11-2. The End of the Vandal Migration
The Germans first met with the sternest resistance when they entered Numidia in the year 430: Bonifacius opposed them here with some hurriedly collected troops, but was defeated. The open country was then completely given over to the enemy, only a few forts — Hippo Regius (now Bona), Cirta (Constantine), and Carthage — were kept by the Romans, Hippo mainly through the influence of St Augustine who died during the siege £8 August 430. As it was impossible for the barbarians to take these strongholds owing to their inexperience in siege-work, and as the Romans in the meantime sent reinforcements under Aspar into Carthage by sea, Gaiseric, after heavy losses, resolved to enter into negotiations with the Emperor. On 11 Feb. 435, at Hippo Regius, a treaty was concluded with the imperial agent Trigetius, according to which the Vandals entered the service of the Empire as foederati and were settled in the proconsulate of Numidia (capital Hippo), probably in the same way as earlier in Spain, for here too no formal cession of territory took place.
Gaiseric, however, no doubt regarded the situation thus produced as only temporary. After he had again to some extent united his forces, he posed as a perfectly independent ruler in the district assigned to him. The arbitrary actions in which he indulged comprised the deposition of a number of orthodox clergy who had tried to hinder the performance of the Arian service. Vandal pirates scoured the Mediterranean and even plundered the coasts of Sicily in 437. But on 19 Oct. 439, Gaiseric unexpectedly attacked Carthage and captured the city without a stroke.
The occupation was followed by a general pillage which naturally did not end without deeds of violence, even if we are not told of any deliberate destruction or damage to particular buildings. The Catholic clergy and the noble inhabitants of Carthage experienced the fate of banishment or slavery. All the churches inside the town as well as some outside were closed for orthodox services and given over to the Arian clergy together with the ecclesiastical property.

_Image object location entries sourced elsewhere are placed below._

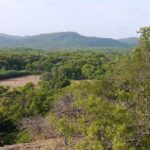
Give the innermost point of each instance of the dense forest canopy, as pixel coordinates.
(94, 99)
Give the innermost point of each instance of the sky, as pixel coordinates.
(101, 18)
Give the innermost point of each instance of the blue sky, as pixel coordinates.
(102, 18)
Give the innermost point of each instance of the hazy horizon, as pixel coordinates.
(99, 18)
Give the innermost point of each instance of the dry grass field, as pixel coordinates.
(20, 81)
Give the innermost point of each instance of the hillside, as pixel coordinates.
(61, 40)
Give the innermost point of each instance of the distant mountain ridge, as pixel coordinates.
(62, 40)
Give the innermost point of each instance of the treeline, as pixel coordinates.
(93, 100)
(12, 74)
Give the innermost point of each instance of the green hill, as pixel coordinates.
(57, 41)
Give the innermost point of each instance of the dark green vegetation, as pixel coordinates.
(61, 41)
(101, 100)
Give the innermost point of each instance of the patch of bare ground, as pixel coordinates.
(20, 81)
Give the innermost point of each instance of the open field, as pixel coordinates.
(20, 81)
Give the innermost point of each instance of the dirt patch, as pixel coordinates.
(20, 81)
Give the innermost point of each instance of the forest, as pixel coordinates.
(90, 99)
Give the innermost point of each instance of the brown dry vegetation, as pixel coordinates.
(20, 81)
(50, 144)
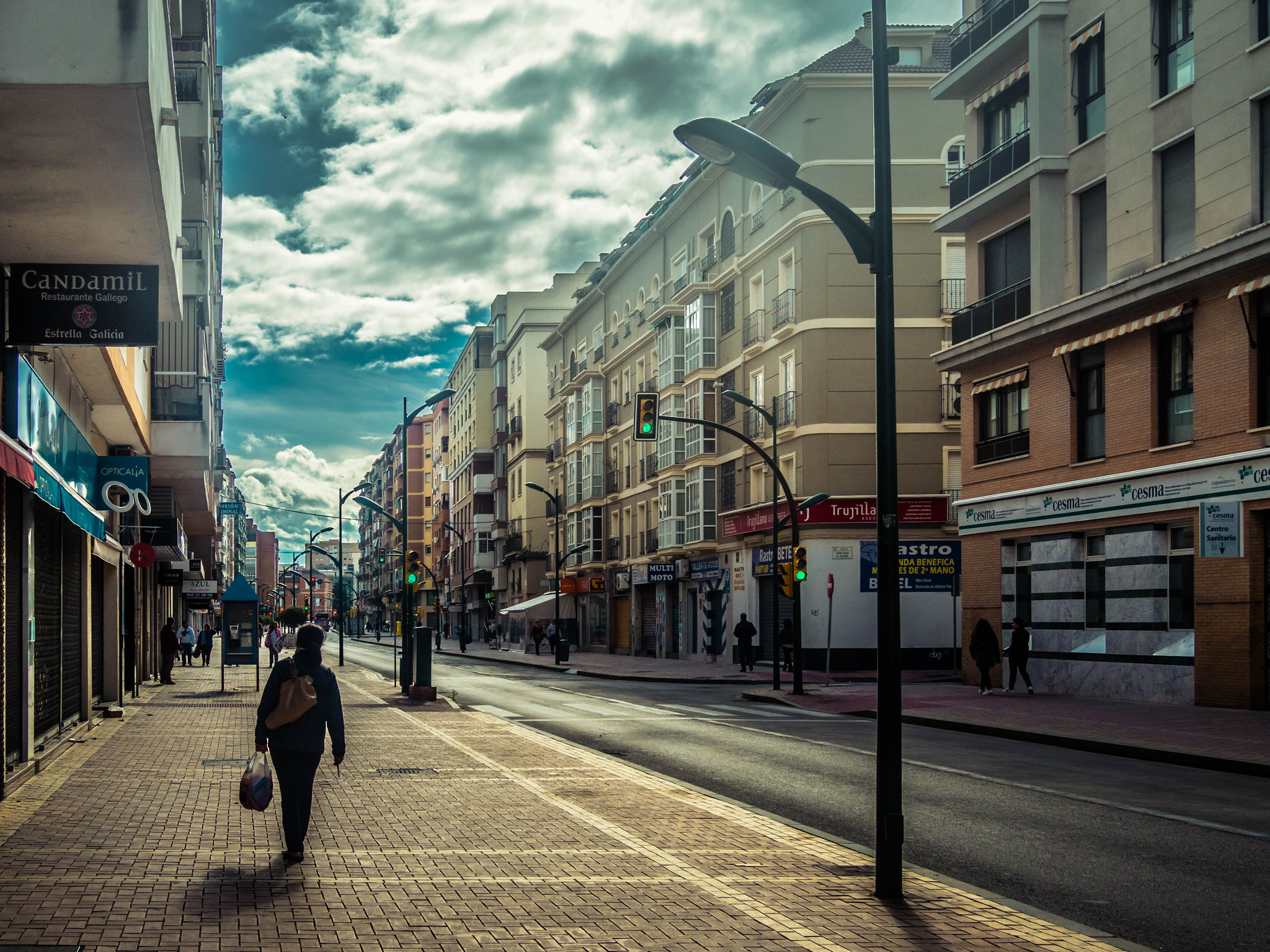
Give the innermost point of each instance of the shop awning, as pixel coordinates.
(16, 461)
(1002, 381)
(1250, 286)
(61, 496)
(1121, 330)
(1086, 36)
(1001, 87)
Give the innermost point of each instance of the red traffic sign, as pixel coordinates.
(143, 555)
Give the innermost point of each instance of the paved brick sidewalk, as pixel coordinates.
(446, 832)
(1186, 730)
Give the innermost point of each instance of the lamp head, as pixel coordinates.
(737, 149)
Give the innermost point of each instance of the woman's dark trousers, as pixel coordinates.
(296, 771)
(985, 678)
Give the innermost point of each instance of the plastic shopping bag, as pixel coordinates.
(255, 788)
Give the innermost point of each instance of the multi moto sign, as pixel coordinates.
(1183, 485)
(89, 305)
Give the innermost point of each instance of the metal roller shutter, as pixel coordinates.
(98, 628)
(48, 621)
(14, 619)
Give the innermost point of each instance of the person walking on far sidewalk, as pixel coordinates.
(986, 653)
(298, 747)
(1020, 646)
(745, 633)
(168, 646)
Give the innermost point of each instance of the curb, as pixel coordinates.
(1176, 758)
(606, 676)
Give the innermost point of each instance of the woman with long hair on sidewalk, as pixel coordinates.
(298, 747)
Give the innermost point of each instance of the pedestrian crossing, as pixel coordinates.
(626, 710)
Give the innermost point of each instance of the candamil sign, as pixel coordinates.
(1179, 487)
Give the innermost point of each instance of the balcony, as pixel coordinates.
(995, 311)
(973, 33)
(786, 405)
(991, 168)
(752, 332)
(783, 310)
(951, 295)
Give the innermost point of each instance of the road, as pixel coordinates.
(1152, 862)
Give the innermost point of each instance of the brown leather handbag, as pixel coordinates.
(295, 699)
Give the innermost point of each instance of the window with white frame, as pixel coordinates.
(699, 333)
(700, 505)
(700, 403)
(670, 513)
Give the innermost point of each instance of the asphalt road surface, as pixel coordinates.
(1170, 857)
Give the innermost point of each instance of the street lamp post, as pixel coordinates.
(755, 157)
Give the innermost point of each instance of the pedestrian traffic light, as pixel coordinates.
(413, 571)
(788, 579)
(646, 416)
(801, 564)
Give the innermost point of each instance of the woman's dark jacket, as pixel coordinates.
(984, 645)
(308, 733)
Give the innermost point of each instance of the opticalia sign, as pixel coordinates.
(1183, 485)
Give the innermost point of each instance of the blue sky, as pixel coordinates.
(391, 165)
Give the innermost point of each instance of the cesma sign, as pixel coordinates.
(84, 305)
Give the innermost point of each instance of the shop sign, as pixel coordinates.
(1178, 487)
(84, 305)
(838, 511)
(705, 569)
(925, 565)
(1221, 530)
(660, 573)
(761, 559)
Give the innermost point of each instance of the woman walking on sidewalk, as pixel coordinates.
(298, 747)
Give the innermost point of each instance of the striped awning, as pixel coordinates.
(1002, 381)
(1086, 36)
(1250, 286)
(1119, 332)
(996, 88)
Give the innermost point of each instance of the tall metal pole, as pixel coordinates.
(889, 834)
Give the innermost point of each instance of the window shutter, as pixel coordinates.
(1094, 238)
(1178, 200)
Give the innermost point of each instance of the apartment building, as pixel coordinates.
(469, 460)
(1114, 398)
(521, 322)
(728, 286)
(112, 375)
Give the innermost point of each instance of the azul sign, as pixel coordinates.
(92, 305)
(1232, 478)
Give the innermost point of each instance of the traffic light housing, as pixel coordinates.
(646, 416)
(801, 564)
(788, 579)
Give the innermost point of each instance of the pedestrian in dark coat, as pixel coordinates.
(986, 653)
(745, 633)
(298, 747)
(1020, 646)
(168, 648)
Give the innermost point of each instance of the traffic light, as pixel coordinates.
(788, 579)
(801, 564)
(413, 571)
(646, 416)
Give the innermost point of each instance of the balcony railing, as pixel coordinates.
(783, 309)
(785, 410)
(972, 33)
(992, 167)
(950, 402)
(951, 295)
(995, 311)
(752, 333)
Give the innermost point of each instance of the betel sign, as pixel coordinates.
(84, 305)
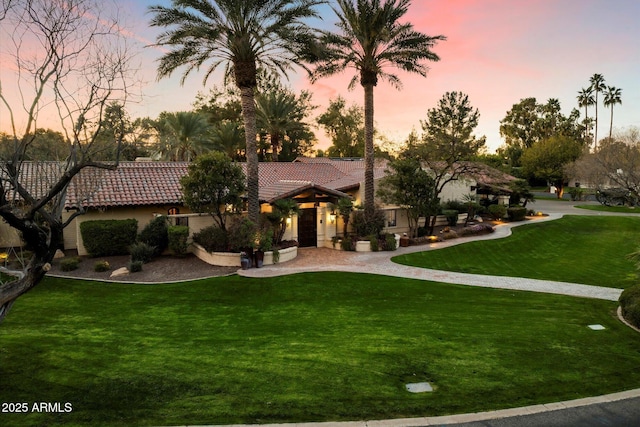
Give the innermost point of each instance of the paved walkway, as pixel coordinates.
(323, 259)
(320, 259)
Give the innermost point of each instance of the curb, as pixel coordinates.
(460, 418)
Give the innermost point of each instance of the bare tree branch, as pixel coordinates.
(71, 62)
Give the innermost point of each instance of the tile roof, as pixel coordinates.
(158, 183)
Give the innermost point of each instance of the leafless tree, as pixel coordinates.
(68, 61)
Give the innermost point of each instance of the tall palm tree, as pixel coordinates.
(371, 39)
(228, 136)
(585, 99)
(278, 114)
(183, 135)
(597, 85)
(242, 36)
(612, 96)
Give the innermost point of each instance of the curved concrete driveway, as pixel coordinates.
(321, 259)
(612, 409)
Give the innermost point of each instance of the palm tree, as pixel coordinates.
(371, 39)
(597, 85)
(278, 114)
(612, 97)
(228, 136)
(585, 99)
(242, 36)
(183, 135)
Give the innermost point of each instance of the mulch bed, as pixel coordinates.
(161, 269)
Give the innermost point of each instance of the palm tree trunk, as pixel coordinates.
(369, 203)
(595, 137)
(275, 143)
(611, 123)
(249, 118)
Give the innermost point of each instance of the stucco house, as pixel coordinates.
(145, 189)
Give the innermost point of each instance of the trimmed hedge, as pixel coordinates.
(497, 212)
(178, 235)
(212, 239)
(452, 216)
(109, 237)
(69, 264)
(630, 303)
(155, 234)
(141, 251)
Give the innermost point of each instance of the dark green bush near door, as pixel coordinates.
(156, 234)
(517, 213)
(178, 235)
(109, 237)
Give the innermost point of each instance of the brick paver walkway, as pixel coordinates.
(324, 259)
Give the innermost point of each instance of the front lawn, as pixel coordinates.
(577, 249)
(312, 347)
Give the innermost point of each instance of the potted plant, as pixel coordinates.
(265, 244)
(245, 262)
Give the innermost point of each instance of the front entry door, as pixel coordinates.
(307, 228)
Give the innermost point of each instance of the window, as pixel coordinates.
(391, 218)
(178, 220)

Gaiseric must have expected that after these proceedings the Imperial Government would use every possible means of chastising the bold raiders of its most valuable province. To prevent this and to reduce the Western Empire to a state of permanent helplessness by continuously harassing it, he fitted out a powerful fleet in the harbour of Carthage in the spring of 440 with the special aim of attacking Sardinia and Sicily, which were now primarily relied upon to supply Italy with corn.

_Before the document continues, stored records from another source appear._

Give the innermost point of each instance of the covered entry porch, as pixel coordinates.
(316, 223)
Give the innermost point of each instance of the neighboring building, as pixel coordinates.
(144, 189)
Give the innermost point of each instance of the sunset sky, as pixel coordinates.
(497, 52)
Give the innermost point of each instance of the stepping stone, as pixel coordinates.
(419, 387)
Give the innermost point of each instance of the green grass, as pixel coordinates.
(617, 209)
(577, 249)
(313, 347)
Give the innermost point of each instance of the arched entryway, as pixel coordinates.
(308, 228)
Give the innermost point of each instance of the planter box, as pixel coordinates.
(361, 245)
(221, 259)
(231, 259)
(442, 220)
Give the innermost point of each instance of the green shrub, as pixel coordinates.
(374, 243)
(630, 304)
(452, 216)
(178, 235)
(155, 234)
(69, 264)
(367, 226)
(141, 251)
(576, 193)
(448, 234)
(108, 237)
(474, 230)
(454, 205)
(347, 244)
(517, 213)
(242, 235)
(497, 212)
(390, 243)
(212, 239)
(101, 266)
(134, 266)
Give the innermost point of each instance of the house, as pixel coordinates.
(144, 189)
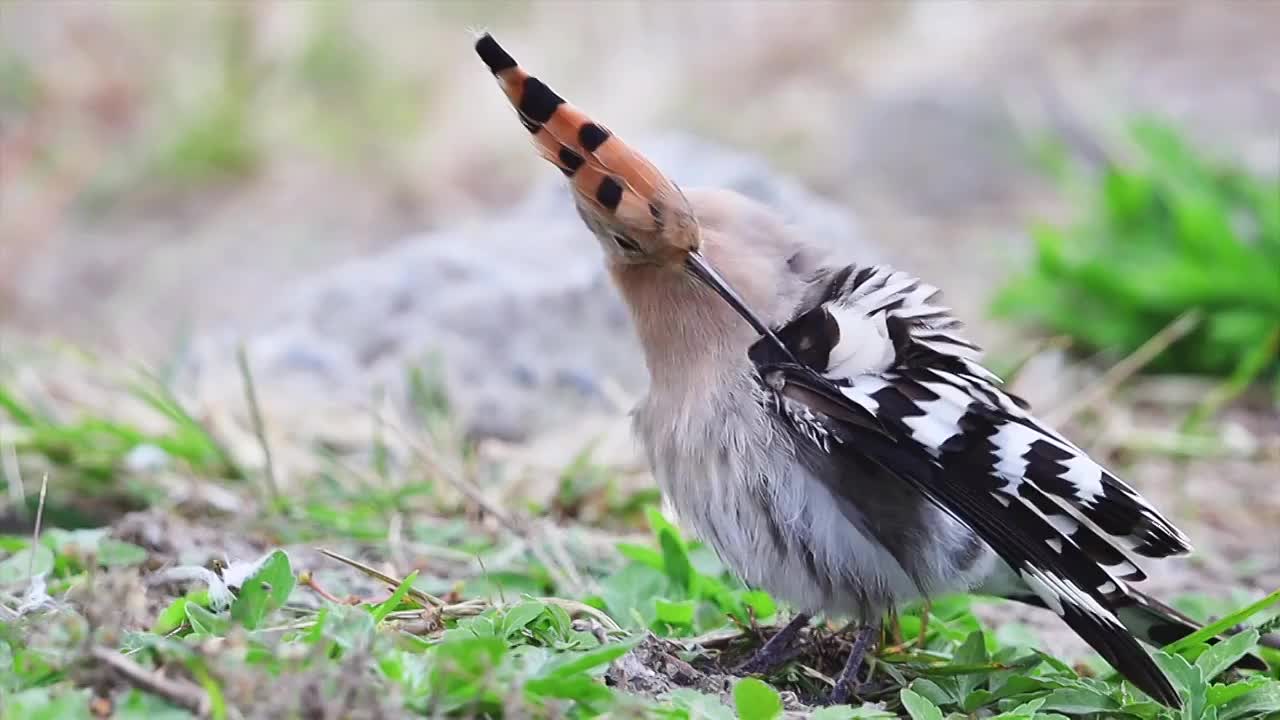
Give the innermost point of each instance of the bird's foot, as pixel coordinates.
(778, 650)
(848, 684)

Although extensive preparations for defence had been arranged the Vandals landed in Sicily without encountering any resistance and moved to and fro, burning and laying waste, but returned to Africa in the same year, 440, on hearing tidings of the approach of powerful Byzantine succours. The expected Greek fleet certainly appeared in Sicilian waters in 441, but the commanders wasted their time there in useless delay, and when the Persians and the Huns invaded the borderlands which had been denuded of troops, the whole fighting force was called back without having effected anything. Under these circumstances the Emperor of Western Rome found himself obliged to conclude a peace with Gaiseric, whose rule was officially recognised as independent, 442.
It is stated by some authorities that Africa was divided between the two powers. The best parts of the country: Tingitian Mauretania (by which the Straits of Gibraltar were controlled), Zeugitana or Proconsularis, Byzacena and Numidia proconsularis fell to the Vandals, whilst Mauretania Caesariensis and Sitifensis, Cirtan Numidia and Tripolis remained to the Roman Empire.
This treaty forms an important epoch in the history of the Vandals and marks the end of their migration. A final settlement of the conditions for colonisation now took place. The Vandals settled down definitely in the country districts of Zeugitana in the neighbourhood of Carthage. Military reasons, which made a settlement of the people desirable, especially in the neighbourhood of the capital city, as well as the circumstance that the most fertile arable land lay there, were of principal weight in this step. The former landowners — as many as had not been slain or exiled during the conquest — had to choose whether, after the loss of their property, they would make their home as freemen elsewhere or remain as servants, i.e. probably as coloni, on their former estates. The Catholic clergy, if they resided within the so-called Vandal allotment, met with the same fate as the landowners, a measure which was principally directed against their suspected political propaganda.
In the other provinces and especially in the towns the Roman conditions of property remained as a rule undisturbed, although the Romans were considered as a subject people and the land the property of the State or the king. In order to deprive his enemies, internal or external, of every possible gathering point, Gaiseric next had the fortifications of most of the towns demolished, with the exception of the Castle Septa in the Straits of Gibraltar, and the towns Hippo Regius and Carthage. The last was looked upon as the principal bulwark of the Vandal power. The sovereign position which Vandal power had now attained found expression in the legal dating of the regnal years from 19 Oct. 439, the date of the taking of Carthage, which was reckoned as New Year's Day. There is no trace here of any reckoning according to the consular years or indictions, as was the custom, for example, in the kingdom of the Burgundians, who continued to consider themselves formally as citizens of the Roman Empire.